4. Ten eerste is de Zorgverzekeringswet weliswaar duidelijk over het uitsluiten van artikel 7:941 BW, maar geeft het geen andere start van de verjaringstermijn. De gedachte van Zilveren Kruis dat de zorgverzekeraar in ieder geval op de hoogte gesteld moet worden van de verwezenlijking van het risico, namelijk de start van de behandeling tegen een allergie, is dan ook niet heel vreemd vanuit het oogpunt van de verzekeraar. Dit standpunt heeft echter grote gevolgen. Het is voor te stellen dat er meerdere diagnose behandelingscombinaties (DBC’s) zijn die een jaar of langer duren. Dergelijke polisvoorwaarden zorgen er dan steevast voor dat deze behandelingen maar voor een gedeelte vergoed worden. Het geeft bovendien verzekerden korter de kans om de factuur in te dienen bij de zorgverzekeraar. Het is daarmee een beperking geworden van de rechten van de verzekerde. Omdat het hier om de gezondheid van mensen gaat, is het begrijpelijk dat de wetgever van het verzekeringsrecht van Titel 7.17 BW heeft willen afwijken. De kantonrechter heeft nu logischerwijs gekozen om de opeisbaarheid van de vordering als uitgangspunt te nemen voor de start van de verjaringstermijn. Uit de Memorie van Toelichting blijkt nog een ander argument: mensen hebben vaak de neiging om bij een kwaaltje af te wachten of het vanzelf overgaat voordat ze een zorgverlener bezoeken. Wanneer de verzekerde verplicht zou zijn direct het intreden van het risico te vermelden (en er daarmee ook direct wat aan moet doen om de schade te beperken) dan zou men sneller de zorgverlener bezoeken, terwijl dit wellicht niet nodig is. Dit legt een extra druk op de zorgverleners, maar ook een extra druk op de verzekeraars, omdat deze zorg wel vergoed moet worden.

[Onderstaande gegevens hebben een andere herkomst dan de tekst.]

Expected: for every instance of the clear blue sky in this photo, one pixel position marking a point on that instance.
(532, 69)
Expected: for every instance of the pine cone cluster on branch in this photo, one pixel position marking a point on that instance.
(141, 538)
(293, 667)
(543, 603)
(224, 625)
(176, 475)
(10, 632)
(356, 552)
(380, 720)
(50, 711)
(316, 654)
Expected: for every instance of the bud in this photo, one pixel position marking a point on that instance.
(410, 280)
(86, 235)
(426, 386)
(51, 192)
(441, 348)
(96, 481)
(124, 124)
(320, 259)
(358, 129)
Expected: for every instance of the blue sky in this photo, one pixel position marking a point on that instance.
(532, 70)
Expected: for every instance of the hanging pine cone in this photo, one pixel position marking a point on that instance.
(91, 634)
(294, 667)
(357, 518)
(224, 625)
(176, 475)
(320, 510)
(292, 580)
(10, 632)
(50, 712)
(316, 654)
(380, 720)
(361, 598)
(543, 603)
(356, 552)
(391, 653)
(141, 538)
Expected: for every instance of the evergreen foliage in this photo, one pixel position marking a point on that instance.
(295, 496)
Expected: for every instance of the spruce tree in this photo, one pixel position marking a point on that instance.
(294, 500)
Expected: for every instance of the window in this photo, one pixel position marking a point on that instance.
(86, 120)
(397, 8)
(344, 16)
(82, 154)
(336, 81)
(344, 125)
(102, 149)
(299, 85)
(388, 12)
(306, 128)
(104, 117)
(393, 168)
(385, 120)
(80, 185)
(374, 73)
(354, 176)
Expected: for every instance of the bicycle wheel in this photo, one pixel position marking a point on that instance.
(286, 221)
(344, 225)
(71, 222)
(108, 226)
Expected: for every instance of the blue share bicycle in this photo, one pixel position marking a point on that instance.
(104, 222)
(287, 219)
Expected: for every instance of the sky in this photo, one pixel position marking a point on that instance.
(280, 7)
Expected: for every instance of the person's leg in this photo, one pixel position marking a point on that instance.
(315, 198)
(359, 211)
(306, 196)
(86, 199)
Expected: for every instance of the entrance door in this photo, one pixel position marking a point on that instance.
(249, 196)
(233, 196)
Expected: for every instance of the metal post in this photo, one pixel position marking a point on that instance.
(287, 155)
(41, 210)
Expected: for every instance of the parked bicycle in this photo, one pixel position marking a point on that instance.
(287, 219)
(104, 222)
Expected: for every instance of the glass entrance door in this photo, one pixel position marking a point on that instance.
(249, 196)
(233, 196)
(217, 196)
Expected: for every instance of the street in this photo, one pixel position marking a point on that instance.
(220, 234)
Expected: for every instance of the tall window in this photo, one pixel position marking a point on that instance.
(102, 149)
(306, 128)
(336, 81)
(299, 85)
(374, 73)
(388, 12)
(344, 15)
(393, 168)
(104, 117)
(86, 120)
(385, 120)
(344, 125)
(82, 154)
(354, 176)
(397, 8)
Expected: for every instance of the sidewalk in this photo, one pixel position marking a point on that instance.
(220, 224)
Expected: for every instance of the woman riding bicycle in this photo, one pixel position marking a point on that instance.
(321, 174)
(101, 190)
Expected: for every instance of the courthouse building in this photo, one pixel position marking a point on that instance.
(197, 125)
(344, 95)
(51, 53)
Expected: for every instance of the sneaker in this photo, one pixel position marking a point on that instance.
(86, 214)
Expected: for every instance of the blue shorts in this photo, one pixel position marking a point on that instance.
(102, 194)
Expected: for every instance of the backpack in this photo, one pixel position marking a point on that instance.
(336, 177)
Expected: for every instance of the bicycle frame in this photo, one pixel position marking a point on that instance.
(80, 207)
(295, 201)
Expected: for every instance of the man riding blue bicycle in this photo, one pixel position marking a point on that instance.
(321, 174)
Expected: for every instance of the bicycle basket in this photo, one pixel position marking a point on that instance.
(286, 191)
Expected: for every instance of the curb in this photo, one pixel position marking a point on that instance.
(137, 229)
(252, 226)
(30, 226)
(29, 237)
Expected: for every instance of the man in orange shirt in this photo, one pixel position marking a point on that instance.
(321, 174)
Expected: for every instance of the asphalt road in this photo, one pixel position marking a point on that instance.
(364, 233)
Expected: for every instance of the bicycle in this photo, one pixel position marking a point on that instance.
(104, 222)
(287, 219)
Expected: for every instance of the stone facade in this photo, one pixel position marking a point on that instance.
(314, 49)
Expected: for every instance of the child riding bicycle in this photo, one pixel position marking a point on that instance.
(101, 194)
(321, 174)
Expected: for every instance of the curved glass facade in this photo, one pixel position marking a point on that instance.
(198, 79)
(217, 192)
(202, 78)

5. Ten tweede heeft in casu de verzekeringnemer, de moeder, zowel een basisverzekering als een aanvullende verzekering afgesloten bij Zilveren Kruis. Hoewel de casus er niets over zegt, is het aan te nemen dat zij net als vele anderen tegelijkertijd de basisverzekering en aanvullende verzekering heeft afgesloten. Hiermee is de moeder in feite twee verzekeringsovereenkomsten aangegaan. Aan de ene kant de basisverzekering die door voornamelijk de Zorgverzekeringswet wordt geregeld en de aanvullende verzekering die in zijn geheel wordt geregeld door het verzekeringsrecht in Titel 7.17 BW. Met andere woorden: de polisvoorwaarden uit de casus worden dan misschien door de kantonrechter in het geval van de basisverzekering als in strijd met de Zorgverzekeringswet gezien, maar als deze polisvoorwaarden op de aanvullende verzekering van toepassing zijn, zou de uitkomst heel anders kunnen zijn. In dat geval is artikel 7:941 BW namelijk niet uitgesloten en mag in de polisvoorwaarden de verjaringstermijn ingaan vanaf de start van de behandeling.